Parents, she said, were unhappy because many of the students were under the Dual Language Programme (DLP) and had been studying Science and Mathematics in English since Form One.

“We were told this had to be done due to a shortage of textbooks. This is unacceptable. This is what happens when a policy is implemented and schools are not prepared to execute it due to insufficient teachers, textbooks or others.”

It was reported that the Education Ministry would introduce more elective subjects to cater to students’ interests.

The ministry’s deputy director-general (policies and development), Dr Habibah Abdul Rahim, had said the new system would see students grouped according to the subjects they chose from the two main subject packages.

She said there were 36 subjects under the Science, Technology, Engineering and Mathematics (STEM) package and 53 subjects under the Arts and Humanities package.

Some schools, she said, might not offer all the elective subjects.

Another parent, Ernie Md Arof, 45, said although the new system provided flexibility to students in terms of choosing their preferred subjects, students were not prepared for it.

She said her daughter, who is studying at a school in Rawang, claimed that choosing the subjects was challenging as students had no prior knowledge of the syllabus and had yet to receive the textbooks.

“It is difficult to decide without the textbooks because we do not know the content of each subject,” her daughter said, adding that teachers, however, had been helpful.

Ernie said students had options and were not required to choose only science or arts subjects.

“My daughter is in the religious stream, but she is also taking Accounting, Economics and Business, apart from the core subjects (Bahasa Malaysia, English, Mathematics, Additional Mathematics, History, Science, Arabic, Al Quran and Sunnah, and Syariah Islamiah).”

A teacher said although students could choose their preferred subjects, it would depend on the availability of teachers and facilities at their schools.

“Many people think that students are allowed to choose elective subjects according to their preferences, but in reality, not all the subjects are available. I think this issue needs to be addressed first if we are serious about giving flexibility to students in choosing their elective subjects.”

He said students could go for private tuition to study elective subjects that were not available in their schools or transfer to a different school that offered the subjects.

Another teacher lauded the new system as it gave students more freedom to choose their preferred subjects.

“For example, instead of taking Pure Science subjects, such as Physics, Chemistry, Biology and Additional Mathematics, one can opt for Physics, Chemistry, Additional Mathematics and Accounting if he or she aspires to be an accountant.

“By doing so, students can focus on their favourite subjects and what they aspire to be in the future.”

The Education Ministry last year announced that the arts and science streams that segregated students according to their capabilities in upper secondary schools would be scrapped beginning this year.

Deputy Education Minister Teo Nie Ching had said the government would replace it with MPEI (Mata Pelajaran Elektif Ikhtisas) or Science, Technology, Reading, Arts, Music Education.
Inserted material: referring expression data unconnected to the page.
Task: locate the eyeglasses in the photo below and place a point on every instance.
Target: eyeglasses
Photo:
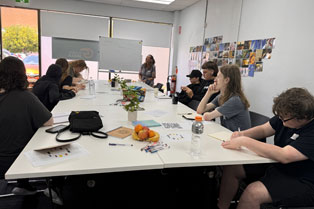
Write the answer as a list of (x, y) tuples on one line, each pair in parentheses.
[(286, 120)]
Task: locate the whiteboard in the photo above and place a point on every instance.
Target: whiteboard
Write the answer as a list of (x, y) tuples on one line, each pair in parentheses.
[(120, 54)]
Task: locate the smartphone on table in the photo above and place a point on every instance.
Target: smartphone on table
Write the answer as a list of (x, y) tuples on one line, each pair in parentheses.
[(55, 129)]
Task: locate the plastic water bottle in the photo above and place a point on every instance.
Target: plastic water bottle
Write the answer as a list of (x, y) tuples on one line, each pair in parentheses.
[(91, 86), (197, 131)]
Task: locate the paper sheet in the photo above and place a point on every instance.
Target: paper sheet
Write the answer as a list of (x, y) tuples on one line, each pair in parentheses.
[(221, 135), (56, 154)]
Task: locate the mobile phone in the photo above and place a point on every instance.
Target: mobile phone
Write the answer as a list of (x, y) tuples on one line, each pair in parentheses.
[(55, 129)]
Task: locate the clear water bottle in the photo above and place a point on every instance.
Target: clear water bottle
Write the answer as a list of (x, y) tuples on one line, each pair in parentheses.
[(197, 131), (91, 86)]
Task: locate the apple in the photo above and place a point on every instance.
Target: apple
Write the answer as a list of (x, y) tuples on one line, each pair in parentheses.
[(145, 128)]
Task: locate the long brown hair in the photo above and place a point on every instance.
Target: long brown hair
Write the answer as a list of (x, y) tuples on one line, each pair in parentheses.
[(234, 86)]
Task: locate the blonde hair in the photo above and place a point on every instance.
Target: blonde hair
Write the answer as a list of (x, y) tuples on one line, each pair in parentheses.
[(234, 86)]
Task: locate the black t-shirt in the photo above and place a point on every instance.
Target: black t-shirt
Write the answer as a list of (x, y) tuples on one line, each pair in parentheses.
[(21, 114), (301, 139), (67, 81)]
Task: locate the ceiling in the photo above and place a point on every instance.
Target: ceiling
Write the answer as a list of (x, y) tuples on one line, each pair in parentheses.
[(174, 6)]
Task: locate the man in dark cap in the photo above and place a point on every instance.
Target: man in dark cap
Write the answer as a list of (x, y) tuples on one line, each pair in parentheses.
[(187, 93)]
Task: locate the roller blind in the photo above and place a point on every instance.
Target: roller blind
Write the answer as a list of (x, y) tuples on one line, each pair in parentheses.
[(152, 34)]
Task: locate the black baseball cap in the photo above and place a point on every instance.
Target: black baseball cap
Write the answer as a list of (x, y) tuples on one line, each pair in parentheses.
[(195, 74)]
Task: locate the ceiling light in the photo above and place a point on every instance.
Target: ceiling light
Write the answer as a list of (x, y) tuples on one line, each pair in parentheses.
[(157, 1)]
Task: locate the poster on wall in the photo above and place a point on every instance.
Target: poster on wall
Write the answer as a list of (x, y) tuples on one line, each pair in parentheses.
[(247, 54)]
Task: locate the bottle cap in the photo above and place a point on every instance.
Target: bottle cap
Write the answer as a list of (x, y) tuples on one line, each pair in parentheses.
[(198, 118)]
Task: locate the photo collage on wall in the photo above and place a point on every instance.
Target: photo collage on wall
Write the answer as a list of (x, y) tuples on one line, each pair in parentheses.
[(248, 55)]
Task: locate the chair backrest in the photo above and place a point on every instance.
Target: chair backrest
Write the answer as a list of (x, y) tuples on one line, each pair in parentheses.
[(258, 119)]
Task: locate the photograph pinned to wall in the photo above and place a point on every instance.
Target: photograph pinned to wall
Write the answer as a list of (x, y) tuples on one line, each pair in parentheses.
[(220, 53), (255, 45), (231, 54), (259, 67), (246, 54), (252, 58), (244, 71), (221, 47), (219, 62), (213, 47), (263, 43), (238, 62), (233, 46), (245, 62), (211, 55), (231, 61), (240, 45), (207, 41), (227, 47), (225, 54), (267, 53), (215, 53), (259, 55), (251, 70), (270, 43), (224, 61), (247, 44)]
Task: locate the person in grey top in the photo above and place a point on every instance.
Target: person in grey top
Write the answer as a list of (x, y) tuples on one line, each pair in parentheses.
[(147, 72), (231, 104)]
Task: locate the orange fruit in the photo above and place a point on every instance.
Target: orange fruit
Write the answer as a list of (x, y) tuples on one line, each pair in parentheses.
[(138, 128), (151, 133)]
There are four subject packages available, with three packages under STEM and one under Arts and Humanities.

Elective STEM subjects are divided into Pure Science, Applied Science and Technology, and vocational subjects, while under Arts and Humanities there are languages, Islamic studies, as well as arts and humanities.

For the STEM package, students can take all Pure science subjects, Physics, Chemistry, Biology and Additional Mathematics (first option); any two Pure Science subjects, Additional Mathematics and one elective STEM subject in Applied Science and Technology or non-elective STEM subject (second option); or at least two elective STEM subjects in Applied Science and Technology or one vocational subject (third option).

Students must take core subjects like Bahasa Malaysia, English, Science, Mathematics, History and Islamic or Moral Studies and a compulsory subject that is Physical and Health Education.